As far as treatment is concerned, the 25% of patients underwent radiation treatment, two received systemic treatment and only one was treated with a combination of both. Twenty-three patients were diagnosed after 2007, when sorafenib emerged as the first systematic treatment modality shown to improve overall survival in HCC. However, since 2007, only one patient in the literature received systemic treatment.

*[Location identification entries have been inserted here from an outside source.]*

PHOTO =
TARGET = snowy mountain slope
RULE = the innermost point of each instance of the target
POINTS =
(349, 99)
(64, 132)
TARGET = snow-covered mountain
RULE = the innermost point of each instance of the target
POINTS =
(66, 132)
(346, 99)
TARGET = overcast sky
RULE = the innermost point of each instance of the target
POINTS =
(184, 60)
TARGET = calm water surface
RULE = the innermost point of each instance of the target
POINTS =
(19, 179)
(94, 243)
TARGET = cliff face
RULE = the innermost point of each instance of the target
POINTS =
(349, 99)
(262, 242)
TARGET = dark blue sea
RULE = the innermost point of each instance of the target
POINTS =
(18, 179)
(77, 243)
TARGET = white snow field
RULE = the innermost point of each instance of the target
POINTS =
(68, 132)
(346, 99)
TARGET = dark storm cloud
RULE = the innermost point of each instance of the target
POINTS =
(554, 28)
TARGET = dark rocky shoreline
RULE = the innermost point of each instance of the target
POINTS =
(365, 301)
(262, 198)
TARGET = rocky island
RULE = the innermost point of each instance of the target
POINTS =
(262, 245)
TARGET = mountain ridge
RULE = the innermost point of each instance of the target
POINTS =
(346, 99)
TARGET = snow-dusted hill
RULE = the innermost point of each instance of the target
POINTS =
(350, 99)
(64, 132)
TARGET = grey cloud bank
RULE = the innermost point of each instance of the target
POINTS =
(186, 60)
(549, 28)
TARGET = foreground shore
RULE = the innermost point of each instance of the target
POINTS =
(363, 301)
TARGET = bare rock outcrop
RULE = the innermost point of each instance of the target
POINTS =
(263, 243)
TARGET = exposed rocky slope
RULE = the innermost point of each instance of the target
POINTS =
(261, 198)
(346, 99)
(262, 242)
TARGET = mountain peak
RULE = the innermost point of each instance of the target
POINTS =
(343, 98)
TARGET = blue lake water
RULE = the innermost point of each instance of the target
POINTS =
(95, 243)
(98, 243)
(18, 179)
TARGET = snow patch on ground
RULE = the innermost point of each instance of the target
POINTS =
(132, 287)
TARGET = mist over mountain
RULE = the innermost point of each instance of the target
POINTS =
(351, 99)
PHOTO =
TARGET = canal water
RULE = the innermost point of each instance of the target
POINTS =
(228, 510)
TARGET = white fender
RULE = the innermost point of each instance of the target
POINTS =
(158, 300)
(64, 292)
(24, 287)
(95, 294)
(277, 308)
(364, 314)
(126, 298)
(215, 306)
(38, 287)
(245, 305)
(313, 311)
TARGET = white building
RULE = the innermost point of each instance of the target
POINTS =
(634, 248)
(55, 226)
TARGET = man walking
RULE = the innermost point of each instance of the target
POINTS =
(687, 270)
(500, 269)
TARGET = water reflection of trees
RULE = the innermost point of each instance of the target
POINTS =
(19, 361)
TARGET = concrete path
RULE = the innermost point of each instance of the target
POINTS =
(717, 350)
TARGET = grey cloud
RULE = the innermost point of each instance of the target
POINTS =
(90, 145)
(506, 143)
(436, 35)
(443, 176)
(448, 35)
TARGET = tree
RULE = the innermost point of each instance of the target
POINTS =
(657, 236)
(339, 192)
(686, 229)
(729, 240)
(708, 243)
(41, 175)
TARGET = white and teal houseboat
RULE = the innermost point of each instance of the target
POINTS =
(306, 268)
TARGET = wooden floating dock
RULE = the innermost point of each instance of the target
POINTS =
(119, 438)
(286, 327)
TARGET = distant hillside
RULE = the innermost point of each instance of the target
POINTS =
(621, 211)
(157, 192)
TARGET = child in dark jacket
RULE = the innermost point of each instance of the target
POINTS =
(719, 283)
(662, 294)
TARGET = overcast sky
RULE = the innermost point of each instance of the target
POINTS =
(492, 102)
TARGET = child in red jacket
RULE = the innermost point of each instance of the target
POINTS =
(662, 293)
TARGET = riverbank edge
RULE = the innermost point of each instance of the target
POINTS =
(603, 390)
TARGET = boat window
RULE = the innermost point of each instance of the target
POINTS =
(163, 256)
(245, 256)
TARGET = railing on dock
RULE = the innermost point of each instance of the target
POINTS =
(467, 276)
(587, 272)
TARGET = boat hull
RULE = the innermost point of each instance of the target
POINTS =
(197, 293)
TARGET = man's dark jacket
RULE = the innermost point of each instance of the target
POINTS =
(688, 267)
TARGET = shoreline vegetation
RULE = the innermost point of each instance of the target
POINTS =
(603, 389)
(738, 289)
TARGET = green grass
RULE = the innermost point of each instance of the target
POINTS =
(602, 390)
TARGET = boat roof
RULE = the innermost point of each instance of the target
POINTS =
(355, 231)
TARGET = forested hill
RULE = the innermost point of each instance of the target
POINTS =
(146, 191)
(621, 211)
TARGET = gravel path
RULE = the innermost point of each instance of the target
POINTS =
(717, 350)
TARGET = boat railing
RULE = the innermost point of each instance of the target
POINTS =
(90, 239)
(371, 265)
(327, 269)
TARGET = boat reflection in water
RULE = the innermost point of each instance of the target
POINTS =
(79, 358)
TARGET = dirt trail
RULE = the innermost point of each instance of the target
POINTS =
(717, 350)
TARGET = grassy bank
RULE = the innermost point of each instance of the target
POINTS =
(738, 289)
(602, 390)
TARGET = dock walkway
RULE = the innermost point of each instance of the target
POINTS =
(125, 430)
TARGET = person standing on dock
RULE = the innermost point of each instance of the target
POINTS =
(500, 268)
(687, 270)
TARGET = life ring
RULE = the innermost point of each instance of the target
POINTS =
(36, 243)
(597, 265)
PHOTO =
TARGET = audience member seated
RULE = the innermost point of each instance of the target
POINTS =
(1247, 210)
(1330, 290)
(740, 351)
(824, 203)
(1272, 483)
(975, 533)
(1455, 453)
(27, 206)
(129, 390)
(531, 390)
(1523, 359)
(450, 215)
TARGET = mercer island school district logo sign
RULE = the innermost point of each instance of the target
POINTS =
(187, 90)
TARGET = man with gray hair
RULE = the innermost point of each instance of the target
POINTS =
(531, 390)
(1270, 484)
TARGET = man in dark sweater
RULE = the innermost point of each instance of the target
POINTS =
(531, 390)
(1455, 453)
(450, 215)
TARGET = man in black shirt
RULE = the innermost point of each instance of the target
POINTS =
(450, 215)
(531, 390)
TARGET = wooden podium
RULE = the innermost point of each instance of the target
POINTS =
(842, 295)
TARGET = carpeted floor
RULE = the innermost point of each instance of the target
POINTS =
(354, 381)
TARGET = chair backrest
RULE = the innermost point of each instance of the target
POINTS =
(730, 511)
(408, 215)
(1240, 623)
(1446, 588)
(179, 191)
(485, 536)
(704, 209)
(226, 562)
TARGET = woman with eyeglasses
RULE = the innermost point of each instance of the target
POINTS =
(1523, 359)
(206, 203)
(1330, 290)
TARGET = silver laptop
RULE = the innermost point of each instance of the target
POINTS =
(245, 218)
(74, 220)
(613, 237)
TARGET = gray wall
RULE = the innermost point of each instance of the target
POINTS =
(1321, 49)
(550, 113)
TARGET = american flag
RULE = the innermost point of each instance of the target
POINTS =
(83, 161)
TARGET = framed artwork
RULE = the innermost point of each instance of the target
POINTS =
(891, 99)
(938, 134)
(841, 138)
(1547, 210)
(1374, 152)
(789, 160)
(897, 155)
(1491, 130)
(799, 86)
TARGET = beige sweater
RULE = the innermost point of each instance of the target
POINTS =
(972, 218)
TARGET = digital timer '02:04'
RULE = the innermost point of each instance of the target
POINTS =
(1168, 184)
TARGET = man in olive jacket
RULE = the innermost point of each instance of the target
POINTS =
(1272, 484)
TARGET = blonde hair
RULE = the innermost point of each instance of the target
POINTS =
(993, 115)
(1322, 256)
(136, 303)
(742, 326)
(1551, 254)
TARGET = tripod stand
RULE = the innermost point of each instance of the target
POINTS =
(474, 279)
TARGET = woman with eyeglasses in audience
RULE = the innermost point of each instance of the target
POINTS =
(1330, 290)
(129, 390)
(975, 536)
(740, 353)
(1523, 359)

In total, in eight (22.2%) no systemic treatment was administered (Table 1). Survival data were available for about half of the cases [17,20-23,26-28,31,33,35-37,40]. The median survival was 4.5 (2-10.7) months.

Regarding the mechanisms of orbital metastases in HCC, a hematogenous spread of the tumor cells may be involved. They may pass through the vena cava, go through pulmonary field to the heart and reach orbital region through the arterial systemic circulation. Another possible spread mechanism is reaching the head through the vertebral venous plexus of Batson after bypassing the lungs [13]. It is unclear if TACE contributed to the aggressive features of the disease. It has been proposed that TACE – induced liver hypoxia is associated with neovascularization as well as with activation of proteins that either stimulate progenitor liver cells or confer to the impairment of the extracellular matrix, thus, increasing the metastatic potential of HCC [44].

In conclusion, orbital metastasis is an uncommon site of extrahepatic HCC. Diagnosis can be challenging, especially when immunohistochemical markers of hepatocellular differentiation are negative. Metastatic hepatocellular carcinoma is associated with poor prognosis for most patients with the currently available treatment approaches.

Informed consent statement: Informed written consent was obtained from the patient for publication of this report and any accompanying images.

Conflict-of-interest statement: The authors declare that they have no conflict of interest.